A forest of carbon nanotubes, each much smaller than a wavelength of light, manages to trap more than 99.99 percent of light, ranging from ultraviolet to infrared, because of the low density of the tree pattern, Shi said. At less than 10 nanometerswide, each tube is separated its neighbors by an average space of 100 nm.

"If it was a higher density it would be shiny, you would see the profile of the object," Shi said.

While engineers could also use nanotube forests of silicon and metal to construct very black materials, the team chose carbon for its relative ease of fabrication and its impressive abilities as a light absorber.

To create the cloaking material, the researchers grew 1-inch [2.54 cm]squares of the carbon nanotube forest and pasted them onto an object like a piece of paper.

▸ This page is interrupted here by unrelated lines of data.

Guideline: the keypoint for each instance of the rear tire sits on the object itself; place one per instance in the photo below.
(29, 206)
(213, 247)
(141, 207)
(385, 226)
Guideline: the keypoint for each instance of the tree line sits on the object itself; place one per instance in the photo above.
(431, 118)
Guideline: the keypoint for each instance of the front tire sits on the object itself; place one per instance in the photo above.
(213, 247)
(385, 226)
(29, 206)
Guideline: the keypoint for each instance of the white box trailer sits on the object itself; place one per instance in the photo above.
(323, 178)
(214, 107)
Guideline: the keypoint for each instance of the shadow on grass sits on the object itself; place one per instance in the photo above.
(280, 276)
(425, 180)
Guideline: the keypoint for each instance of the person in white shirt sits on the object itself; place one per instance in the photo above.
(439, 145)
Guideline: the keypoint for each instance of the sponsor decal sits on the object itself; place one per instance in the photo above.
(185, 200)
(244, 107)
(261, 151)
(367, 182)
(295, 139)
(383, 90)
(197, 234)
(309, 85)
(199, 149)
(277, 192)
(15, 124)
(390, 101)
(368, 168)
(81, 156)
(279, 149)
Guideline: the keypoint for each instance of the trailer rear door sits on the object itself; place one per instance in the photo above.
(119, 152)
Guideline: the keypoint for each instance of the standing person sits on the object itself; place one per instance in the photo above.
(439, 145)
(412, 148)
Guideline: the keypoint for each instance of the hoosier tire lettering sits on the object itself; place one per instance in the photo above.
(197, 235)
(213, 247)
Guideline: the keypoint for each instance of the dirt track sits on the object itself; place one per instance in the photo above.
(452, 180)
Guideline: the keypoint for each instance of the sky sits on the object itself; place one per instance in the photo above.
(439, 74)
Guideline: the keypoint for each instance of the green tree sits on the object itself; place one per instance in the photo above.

The material's ability to absorb and totally turn light into heat makes it suitable for use in solar heaters and other highly energy-efficient solar-energy applications. "The device works very well in natural sunlight," Shi said.
"Also it could be a stealth technology, a stealth airplane that can fire undetected because it absorbs radar rather than directing back to the radar stations," Guo said.

Though the plane would clearly appear as a very black object in the sky during daytime, in total darkness it would escape detection completely, without having "to be made into this sharp, weird shape" as with current stealth aircraft such as the Blackbird, Guo said. Satellites, as well, could sit against the perfect black of deep space and remain invisible to current instruments.